Jogo… feito! Não dá mais

ThiK 120726 074 vitrineTexto e foto de Valéria del Cueto

Tão vendendo tudo. A alma já foi faz tempo, agora o negócio da vez é vender o que não lhes pertence.

É arrasa quarteirão, qualquer coisa é milhão pra ser “colhido” maduro mesmo por cima do muro, pelo primeiro esperto que se habilitar.

E não adianta reclamar, por que não há mais papa para ouvir o bispo, qualquer manifestação é risco, um grito perdido no ar. É muita pressão, meu irmão.

Haja panela quando a paciência do povo se esgotar. É trem, metrô, bonde, VLT; é lei seca pra pegar táxi, heliponto para resolver a saúde, empreiteira mandando às favas as obras interrompidas em plena construção. Aí tem ladrão!

A vida não é um lego, mas é assim que uns e outros a levam, achando que podem montar e desmontar, mandar e desmandar, esticar, extirpar, fracionar. Abrir, fechar, puxar, esticar e… vender.

Se bobear até a mãe entra nessa se tiver uma boa e generosa oferta. A sua, é claro.

Por que o público agora tem dono, que se dane o entorno. Barulho, entulho, bagulho, vale tudo na barganha em que muitos perdem tudo e a panelinha de sempre  – aquela – ganha.

É assim!

Que paga o pato é o gato que leva fama sem deitar na cama e nem ao leite tem direito, por que lhes falta respeito até pelo reino animal. Quer falar no vegetal?

Não faz mal, ele é o tal! Cada lugar tem o seu especialista no quero o meu, pronto pra abocanhar, enganar, roubar, enrolar e desacreditar o trouxa indignado que esboçar reação.

É ação, coação, expulsão, exclusão e tudo na contra mão do justo e do direito.

Por que lhes falta respeito ao seu senhor, o cidadão.

Cá entre nós é atroz aturar tanto absurdo, fazer de conta que é surdo quando as arbitrariedades explodem no colo de cada um.

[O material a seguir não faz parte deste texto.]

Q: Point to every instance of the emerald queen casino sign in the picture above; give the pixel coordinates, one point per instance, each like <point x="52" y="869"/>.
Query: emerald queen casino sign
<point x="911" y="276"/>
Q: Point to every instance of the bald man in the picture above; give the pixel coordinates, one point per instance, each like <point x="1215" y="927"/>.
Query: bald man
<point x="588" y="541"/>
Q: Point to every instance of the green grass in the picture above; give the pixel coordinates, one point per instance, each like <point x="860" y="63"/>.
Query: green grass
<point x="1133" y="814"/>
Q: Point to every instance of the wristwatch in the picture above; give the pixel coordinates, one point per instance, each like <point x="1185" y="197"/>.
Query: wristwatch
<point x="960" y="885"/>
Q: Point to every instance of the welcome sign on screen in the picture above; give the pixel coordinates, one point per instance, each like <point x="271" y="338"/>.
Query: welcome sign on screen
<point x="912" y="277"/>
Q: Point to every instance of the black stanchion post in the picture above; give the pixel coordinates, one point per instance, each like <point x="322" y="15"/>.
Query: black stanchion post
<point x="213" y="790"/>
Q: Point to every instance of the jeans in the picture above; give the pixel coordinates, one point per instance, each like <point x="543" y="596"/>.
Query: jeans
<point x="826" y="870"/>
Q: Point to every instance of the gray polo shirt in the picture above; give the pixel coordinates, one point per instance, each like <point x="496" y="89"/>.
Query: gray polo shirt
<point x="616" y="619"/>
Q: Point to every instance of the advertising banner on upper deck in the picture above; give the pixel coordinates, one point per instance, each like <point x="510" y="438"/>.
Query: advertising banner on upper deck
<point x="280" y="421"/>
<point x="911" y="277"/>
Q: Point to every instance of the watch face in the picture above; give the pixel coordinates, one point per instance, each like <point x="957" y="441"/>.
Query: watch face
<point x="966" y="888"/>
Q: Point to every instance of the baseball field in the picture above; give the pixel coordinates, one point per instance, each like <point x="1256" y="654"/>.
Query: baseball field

Sou eu, és tu, é você, somos nós, sois vós, serão eles capazes de a tantos enganarem sem ao menos – sequer – explicarem por que acham melhores que toda a população?

É bando, corja, matilha quem faz parte da quadrilha que prossegue impunemente achando que somos palhaços fazendo graça pro mundo enquanto esses vagabundos limpam os nossos bolsos, como se não tivessem um fundo?

Mas podem ter a certeza um dia a gente vira a mesa, e jogando com destreza acaba com essa pobreza que insiste em pensar que é mais.

Alguém há de se capaz, com a ajuda – que Deus nos acuda – de dar um basta nessa sorte que é de morte. Ninguém merece sofrer por males que não são seus, padecer, nem esquecer, afrontas que não pediu.

Por que quem procura acha! Um dia depois do outro… Pouco a pouco quem paga o pato vai cansar de bancar o rato e tomar uma atitude.

Não que seja virtude lutar pelo que é seu. É direito obrigação, defender nossa nação de tanta iniquidade. Alguém vai gritar bem alto, acima de toda a mentira.  Um grito de liberdade há de alcançar seus ouvidos e vai fazer todo o sentido quando o povo se juntar.

E será em cada olhar, que vamos saber lá no fundo que é hora de mudar o mundo, se não o deles, o seu.